Okay, enabling native wchar_t for stlport compilation seems even better.
> Finally on the "being forced at gun point feature". The auto-link
> feature actually fails the build if I use boost static boost and stlport
> libs when building a dll with msvc 7.1.
As in, you get an error from autolink headers?
> So unless I turn auto link off I
> can't actually use static libs. Now, even if I turn off auto link or
> disable the test in the header file, I'm left wondering why the writer
> of this file would have considered this to be a significant problem...
> (I guess too many hours trying to discover runtime problems that in the
> end prove to be related to arcane memory options in linked in libraries
> have made me paranoid!).
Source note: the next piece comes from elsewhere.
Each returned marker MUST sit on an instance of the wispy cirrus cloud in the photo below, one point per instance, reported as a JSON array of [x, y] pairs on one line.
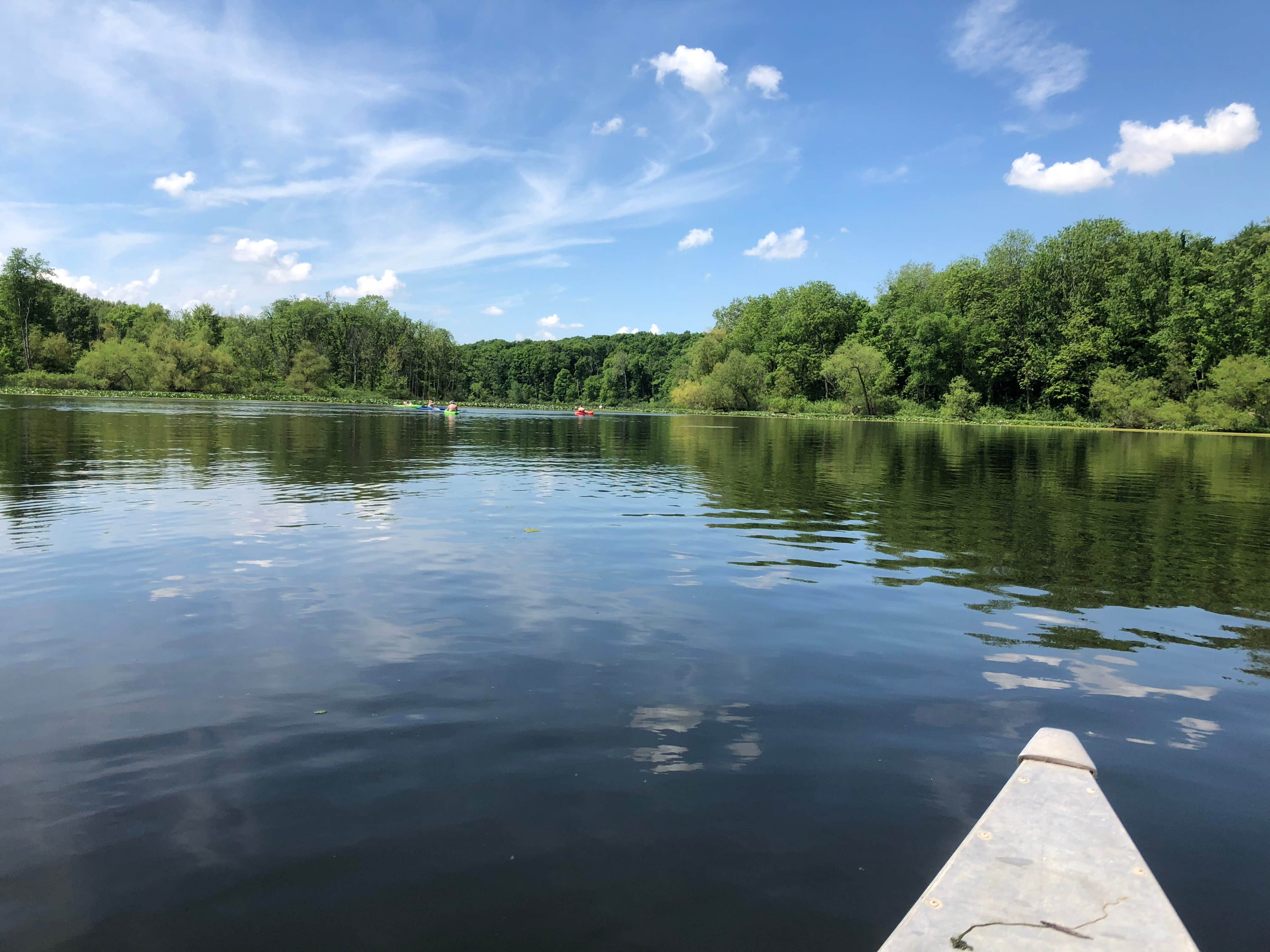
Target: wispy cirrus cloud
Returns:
[[766, 81], [994, 40], [883, 177]]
What do you think?
I don't know why specifically building dll with static stlport is disallowed.
I know that dll with static C runtime is considered risky, since then each
dll will have it's own copy of important data structures, such as memory manager.
On windows, such dlls can work, but require special care. On Linux, I'm not
aware of any linker magic to even create such dlls. Probably, some such
issues are present with stlport too -- say, if some allocator objects are global.
I suspect that if we're down to a specific question "why autolink disallows
dll + static sltport combination", then folks at boost_at_[hidden] mailing
list might have a better chance of knowing.